Theme #10: Consumer Shift from Search to AI Engines
Consumers are migrating from traditional search engines to conversational AI "answer engines" that understand intent and provide direct answers rather than links.
This shift unlocks two major opportunities. First, agentic commerce, where AI anticipates needs, evaluates options, negotiates, and executes transactions autonomously through multi-step reasoning aligned with user intent. Second, advertising in the AI era. As discovery moves from search queries to conversations, marketing spend will follow.
While market opportunity is crucial, GTM execution ultimately determines category leadership.
Over the past couple of years, we've been closely following companies across these themes as they've evolved from their initial seed rounds into more mature businesses now approaching the early-growth stage. At this inflection point, post product-market fit, GTM execution becomes the key differentiator determining which companies emerge as category leaders and fully capitalize on the opportunity ahead.
The transition from product–market fit to scalable growth is where most venture-backed companies stall as they fail to industrialize GTM. In the AI era, where technology advantages are harder to defend over time, GTM excellence has become increasingly critical.

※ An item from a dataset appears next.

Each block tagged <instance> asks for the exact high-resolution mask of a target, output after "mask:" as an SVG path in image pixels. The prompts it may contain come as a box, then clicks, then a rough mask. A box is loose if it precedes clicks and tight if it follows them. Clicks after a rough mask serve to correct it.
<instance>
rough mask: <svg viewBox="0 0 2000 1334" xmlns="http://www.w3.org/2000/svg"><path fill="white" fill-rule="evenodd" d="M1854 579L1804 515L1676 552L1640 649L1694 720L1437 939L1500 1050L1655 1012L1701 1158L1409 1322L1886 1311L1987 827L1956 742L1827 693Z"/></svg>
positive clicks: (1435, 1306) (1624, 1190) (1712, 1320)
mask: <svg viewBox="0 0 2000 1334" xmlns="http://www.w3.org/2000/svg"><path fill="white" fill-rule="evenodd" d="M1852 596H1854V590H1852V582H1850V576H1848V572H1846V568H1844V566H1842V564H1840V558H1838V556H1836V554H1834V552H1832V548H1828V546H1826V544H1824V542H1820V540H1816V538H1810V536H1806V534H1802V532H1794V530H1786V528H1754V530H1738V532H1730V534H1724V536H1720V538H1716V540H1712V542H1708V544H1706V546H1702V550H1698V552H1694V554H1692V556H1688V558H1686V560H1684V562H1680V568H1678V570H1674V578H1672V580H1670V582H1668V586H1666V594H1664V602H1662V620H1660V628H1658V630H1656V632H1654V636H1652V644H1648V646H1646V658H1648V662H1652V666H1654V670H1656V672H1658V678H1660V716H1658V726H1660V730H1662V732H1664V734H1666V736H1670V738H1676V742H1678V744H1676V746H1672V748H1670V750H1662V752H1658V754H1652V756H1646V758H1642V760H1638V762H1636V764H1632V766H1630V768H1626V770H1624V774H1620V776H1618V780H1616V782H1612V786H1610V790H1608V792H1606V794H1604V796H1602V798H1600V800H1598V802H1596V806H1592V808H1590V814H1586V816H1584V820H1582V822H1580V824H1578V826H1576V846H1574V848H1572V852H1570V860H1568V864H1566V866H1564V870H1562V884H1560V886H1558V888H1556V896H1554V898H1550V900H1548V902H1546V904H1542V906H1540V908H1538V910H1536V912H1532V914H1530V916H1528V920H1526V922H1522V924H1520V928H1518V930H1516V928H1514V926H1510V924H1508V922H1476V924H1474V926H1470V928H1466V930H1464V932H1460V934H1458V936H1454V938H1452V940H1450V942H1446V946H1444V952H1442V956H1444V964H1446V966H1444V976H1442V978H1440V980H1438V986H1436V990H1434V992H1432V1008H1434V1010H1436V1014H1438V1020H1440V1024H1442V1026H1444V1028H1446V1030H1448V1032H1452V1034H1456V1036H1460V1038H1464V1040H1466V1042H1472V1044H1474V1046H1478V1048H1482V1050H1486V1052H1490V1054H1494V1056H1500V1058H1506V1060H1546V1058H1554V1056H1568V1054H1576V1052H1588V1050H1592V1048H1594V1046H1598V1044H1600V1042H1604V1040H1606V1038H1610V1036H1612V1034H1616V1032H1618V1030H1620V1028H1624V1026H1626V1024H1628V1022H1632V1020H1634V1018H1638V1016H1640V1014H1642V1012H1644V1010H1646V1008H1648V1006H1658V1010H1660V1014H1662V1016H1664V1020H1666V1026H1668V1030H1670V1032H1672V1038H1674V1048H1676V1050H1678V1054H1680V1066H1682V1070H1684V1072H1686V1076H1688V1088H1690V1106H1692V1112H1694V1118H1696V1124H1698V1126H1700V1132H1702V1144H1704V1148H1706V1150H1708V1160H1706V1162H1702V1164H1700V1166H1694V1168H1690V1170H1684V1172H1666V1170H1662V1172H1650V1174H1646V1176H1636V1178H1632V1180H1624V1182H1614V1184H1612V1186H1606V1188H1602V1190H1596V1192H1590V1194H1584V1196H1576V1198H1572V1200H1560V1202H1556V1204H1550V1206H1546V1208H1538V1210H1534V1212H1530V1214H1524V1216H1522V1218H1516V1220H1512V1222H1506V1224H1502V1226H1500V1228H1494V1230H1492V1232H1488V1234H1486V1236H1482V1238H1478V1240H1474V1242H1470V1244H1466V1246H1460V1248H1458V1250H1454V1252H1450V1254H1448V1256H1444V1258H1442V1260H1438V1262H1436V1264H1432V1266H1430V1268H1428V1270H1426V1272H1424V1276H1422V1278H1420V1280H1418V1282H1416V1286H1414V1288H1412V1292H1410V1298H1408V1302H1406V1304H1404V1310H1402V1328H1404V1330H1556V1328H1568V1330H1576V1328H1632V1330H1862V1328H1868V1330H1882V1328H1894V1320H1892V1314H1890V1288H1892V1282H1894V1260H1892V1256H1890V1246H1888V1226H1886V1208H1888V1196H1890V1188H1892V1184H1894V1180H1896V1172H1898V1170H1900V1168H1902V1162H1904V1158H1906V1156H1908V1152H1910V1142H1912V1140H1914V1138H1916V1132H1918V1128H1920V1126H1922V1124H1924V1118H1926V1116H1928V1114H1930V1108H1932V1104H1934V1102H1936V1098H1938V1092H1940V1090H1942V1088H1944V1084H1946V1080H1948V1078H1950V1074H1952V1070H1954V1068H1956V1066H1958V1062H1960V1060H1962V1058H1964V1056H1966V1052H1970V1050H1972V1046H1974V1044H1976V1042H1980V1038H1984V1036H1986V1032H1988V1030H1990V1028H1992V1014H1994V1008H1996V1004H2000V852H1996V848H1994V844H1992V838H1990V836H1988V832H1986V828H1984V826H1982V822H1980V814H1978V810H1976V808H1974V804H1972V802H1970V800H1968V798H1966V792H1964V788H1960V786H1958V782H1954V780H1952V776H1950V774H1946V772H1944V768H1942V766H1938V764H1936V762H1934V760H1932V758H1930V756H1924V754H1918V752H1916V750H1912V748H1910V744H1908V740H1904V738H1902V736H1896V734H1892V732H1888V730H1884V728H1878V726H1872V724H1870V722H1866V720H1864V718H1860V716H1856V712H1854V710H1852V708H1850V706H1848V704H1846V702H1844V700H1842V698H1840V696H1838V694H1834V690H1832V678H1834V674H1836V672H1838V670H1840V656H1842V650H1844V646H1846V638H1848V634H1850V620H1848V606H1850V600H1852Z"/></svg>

At Greenfield, our fund is purpose-built to help companies navigate this inflection point. We work with our portfolio to systematically industrialize GTM early, increasing the odds of efficient scale and helping teams avoid costly cycles. Our approach is grounded in the Seven Pillars of Efficient Growth: Strategy, Operational Framework, People, Pipeline, Sales Process, Partnerships, and Account Management. By putting the right GTM infrastructure in place early, companies can unlock rapid, capital-efficient growth on the path to durable scale.
We are excited to partner with teams that are actively building their GTM organizations and looking for a hands-on partner to support that journey. We have seen this journey firsthand. Multiple companies in our portfolio were at single-digit ARR when we invested and are now approaching or surpassing $100M in ARR, with a clear line of sight to $1B. This is exactly what our G2M (Greenfield Growth Momentum) program was built to support.